He said no more but ran out of the shop. While he was gone I paced up and down in a fever of impatience. Every minute seemed an hour, and as I looked at my watch and realized that if I wished to get back to the hotel within the time specified by Pharos I had only ten minutes in which to do it, I felt as if my heart would stop beating. In reality the man was not gone five minutes, and when he burst into the shop again he waved two bottles triumphantly above his head.
"There's not another man in Hamburg could have got them!" he cried with justifiable pride. "Now I can make it up for you."
Five minutes later he handed the prescription to me.
"I shall never be able to thank you sufficiently for your kindness," I said as I took it. "If I can get back with it in time you will have saved a life that I love more than my own. I do not know how to reward you, but if you will accept this and wear it as a souvenir of the service you have rendered me, I hope you will do so."

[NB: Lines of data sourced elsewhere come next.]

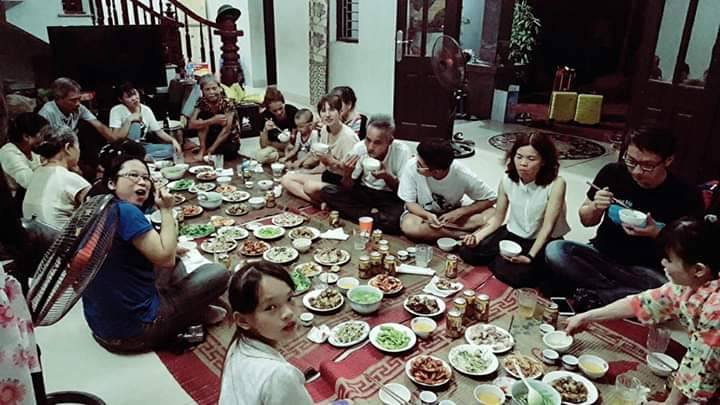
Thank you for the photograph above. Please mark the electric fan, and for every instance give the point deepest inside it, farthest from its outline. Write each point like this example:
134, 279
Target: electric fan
448, 63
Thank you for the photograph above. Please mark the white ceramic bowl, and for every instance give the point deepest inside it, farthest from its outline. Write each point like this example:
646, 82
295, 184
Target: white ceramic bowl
256, 202
265, 184
209, 200
509, 248
302, 245
428, 323
368, 307
488, 390
558, 341
632, 217
657, 367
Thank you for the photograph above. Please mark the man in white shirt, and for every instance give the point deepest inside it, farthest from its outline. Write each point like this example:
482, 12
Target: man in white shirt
433, 186
134, 120
372, 193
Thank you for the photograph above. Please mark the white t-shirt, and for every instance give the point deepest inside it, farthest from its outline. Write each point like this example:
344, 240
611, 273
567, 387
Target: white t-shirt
396, 158
120, 113
441, 196
256, 374
527, 204
51, 195
17, 167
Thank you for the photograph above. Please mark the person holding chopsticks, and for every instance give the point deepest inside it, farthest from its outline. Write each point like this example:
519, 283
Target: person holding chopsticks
623, 259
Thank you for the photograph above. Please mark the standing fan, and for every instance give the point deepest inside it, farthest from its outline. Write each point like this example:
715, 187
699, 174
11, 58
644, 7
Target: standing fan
448, 62
66, 270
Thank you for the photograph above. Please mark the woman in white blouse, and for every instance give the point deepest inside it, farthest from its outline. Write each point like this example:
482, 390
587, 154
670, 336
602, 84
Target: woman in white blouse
535, 196
255, 373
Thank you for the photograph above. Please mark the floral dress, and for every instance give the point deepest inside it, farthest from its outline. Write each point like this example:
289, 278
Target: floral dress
699, 311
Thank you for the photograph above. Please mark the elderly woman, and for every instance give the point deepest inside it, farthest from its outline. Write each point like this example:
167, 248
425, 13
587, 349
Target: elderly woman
140, 298
215, 119
56, 189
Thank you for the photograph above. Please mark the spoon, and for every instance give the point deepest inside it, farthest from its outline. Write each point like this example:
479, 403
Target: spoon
534, 397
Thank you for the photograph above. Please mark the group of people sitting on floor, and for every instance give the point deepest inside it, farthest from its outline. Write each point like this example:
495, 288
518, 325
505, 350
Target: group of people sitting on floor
143, 296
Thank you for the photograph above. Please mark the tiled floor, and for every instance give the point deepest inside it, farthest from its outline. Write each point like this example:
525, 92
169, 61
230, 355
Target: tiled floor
74, 361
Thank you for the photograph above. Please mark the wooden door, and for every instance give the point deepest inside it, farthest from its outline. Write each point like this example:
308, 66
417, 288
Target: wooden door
676, 83
422, 107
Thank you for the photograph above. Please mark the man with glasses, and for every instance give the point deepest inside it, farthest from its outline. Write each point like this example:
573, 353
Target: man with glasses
621, 259
433, 186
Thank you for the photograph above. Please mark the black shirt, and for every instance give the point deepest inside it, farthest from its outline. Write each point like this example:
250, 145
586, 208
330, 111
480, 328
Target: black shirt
669, 201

So saying, I took from my pocket my gold watch and chain and handed them across the counter to him. Then, without waiting for an expression of his gratitude, I passed into the street and, hailing a cab, bade the man drive me as fast as his horse could go to my hotel.
Reaching it, I paid him with the first coin I took from my pocket and ran upstairs. What my feelings were as I approached the room where I had left Pharos and Valerie together I must leave you to imagine. With a heart beating like a sledge-hammer I softly turned the handle of the door and stole in, scarcely daring to look in the direction of the sofa. However, I might have spared myself the pain, for neither Pharos nor Valerie were there, but just as I was wondering what could have become of them the former entered the room.
"Have you got it?" he inquired eagerly, his voice trembling with emotion.
"I have," I answered, and handed him the medicine. "Here it is. At one time I began to think I should have to come back without it."
"Another ten minutes and I can promise you you would have been too late," he answered. "I have carried her to her room and placed her upon her bed. You must remain here and endeavour to prevent any one suspecting what is the matter. If your medicine proves what I hope, she should be sleeping quietly in an hour's time, and on the high road to recovery in two. But remember this, if the people in this house receive any hint of what she is suffering from they will remove her to the hospital at once, and in that case, I pledge you my word, she will be dead before morning."
"You need have no fear on that score," I answered. "They shall hear nothing from me."